The climate change education component of the project will create tools for teachers to improve learning on this subject and to support leadership development for students, particularly girls, on this issue. While the Guatemalan and Nicaraguan national curriculum include some learning outcomes and content on this topic, this is relatively new material for teachers. Climate change education in 30 schools will be immediately enhanced, and in the medium term, high quality climate change instruction that includes both indigenous and Western scientific approaches will be extended to schools with RACHELS provided by Mundo Posible.
This project will develop components for an existing stream of work within Change for Children (CFC). CFC has been facilitating the use of RACHELs to enhance student learning in marginalized communities in Guatemala and Nicaragua for more than five years. With this project, new strategic uses of the RACHEL will be tested; that is, the focused use of RACHEL for climate change education.
The climate change education MOOC will be included in all the RACHELs installed regionally by Mundo Posible, CFC’s partner in Guatemala and Nicaragua, and will become part of on-going teacher training programs. Mundo Posible has set up over 400 RACHELs throughout Guatemala.
Why partner with Change for Children?
This will be the fourth project 60 million girls has funded with Change for Children. Earlier projects include construction of a secondary school in the Bosawas region of Nicaragua, the creation and implementation of Mobile Learning Labs in 10 schools in Guatemala including the creation of content in local indigenous languages and finally, funding of Mobile Learning Labs in three indigenous villages in the Bosawas along with teacher training and content development in the indigenous languages of the region.

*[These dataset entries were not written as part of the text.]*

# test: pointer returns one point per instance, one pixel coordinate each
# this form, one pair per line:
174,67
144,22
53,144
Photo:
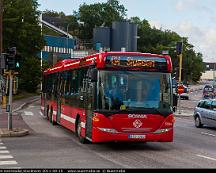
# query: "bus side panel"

Change for Children has always been a partner willing to look at new approaches but with a strong monitoring and evaluation base to enable them, and us, to determine the very best ways to most effectively support girls’ education. They come with a rich background of climate action projects implemented for several years now. CFC has been working in these communities for over 40 years and are deeply experienced in their needs and the importance of their indigenous cultures.